Additionally, the update mentioned that Mantra has burned 150 million staked OM tokens, permanently removing them from the total supply.
To enhance transparency, Mantra has introduced a real-time dashboard featuring tokenomics data. It has also begun alpha testing a new Ethereum Virtual Machine-compatible testnet called Omstead, aimed at improving technical resilience.
The post highlighted that the Mantra chain continued operating without interruption during the price drop, even with transaction volumes at all-time highs.
OM crash is result of “aggressive leverage positions”
Mullin pushed back on the idea that the broader industry, including exchanges, should be blamed for the OM crash, saying that any listed project could experience a similar downturn.
“To be specific, exchange policies that allow investors to take aggressive leverage positions on top of their own tokens are enormously risky,” Mullin told Cointelegraph.

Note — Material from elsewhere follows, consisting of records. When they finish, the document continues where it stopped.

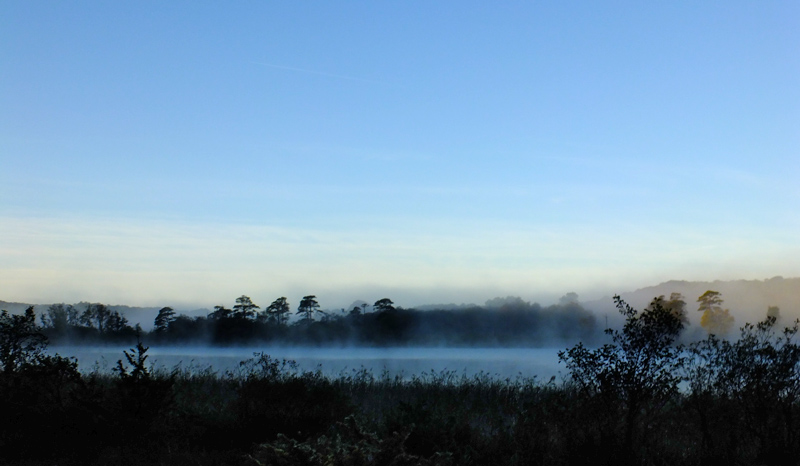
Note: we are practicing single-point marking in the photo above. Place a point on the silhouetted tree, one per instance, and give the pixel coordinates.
(715, 319)
(103, 319)
(774, 311)
(60, 317)
(166, 315)
(633, 377)
(245, 308)
(308, 306)
(220, 313)
(568, 298)
(278, 311)
(383, 305)
(675, 304)
(21, 340)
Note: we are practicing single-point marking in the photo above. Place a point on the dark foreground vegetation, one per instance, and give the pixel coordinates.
(640, 399)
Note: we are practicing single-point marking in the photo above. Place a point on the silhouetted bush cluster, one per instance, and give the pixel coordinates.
(639, 399)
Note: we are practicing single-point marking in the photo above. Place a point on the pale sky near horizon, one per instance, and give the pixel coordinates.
(186, 153)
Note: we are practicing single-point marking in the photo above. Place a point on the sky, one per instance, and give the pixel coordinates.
(186, 153)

The CEO did not point to any particular leverage positions or exchanges, stating:
“There are reasons that these kinds of positions are allowed by exchanges, but we should acknowledge that it does increase risk for projects across the industry and it’s a conversation we should all be having.”
Mantra has refrained from naming any exchange following the OM liquidations, though social media speculation suggests OKX as a possible contributor. “Let’s finish that report,” one commentator to Mantra’s post said on X, adding: “Make sure a liquidation cascade can never happen again on OKX.”
The industry seems unwilling to respond
While Mantra has repeatedly called for collaboration with exchanges, the issue does not appear to have been meaningfully addressed by crypto trading firms.
OKX has declined to comment on the Mantra situation or potential policy collaboration in the aftermath of the OM token crash, despite multiple requests from Cointelegraph.
In the meantime, OKX CEO Star Xu was one of the first crypto executives to highlight the massive scale of the OM crash shortly after the incident occurred on April 13, calling it a “big scandal to the whole crypto industry.”
Binance did not immediately respond to Cointelegraph requests for comment.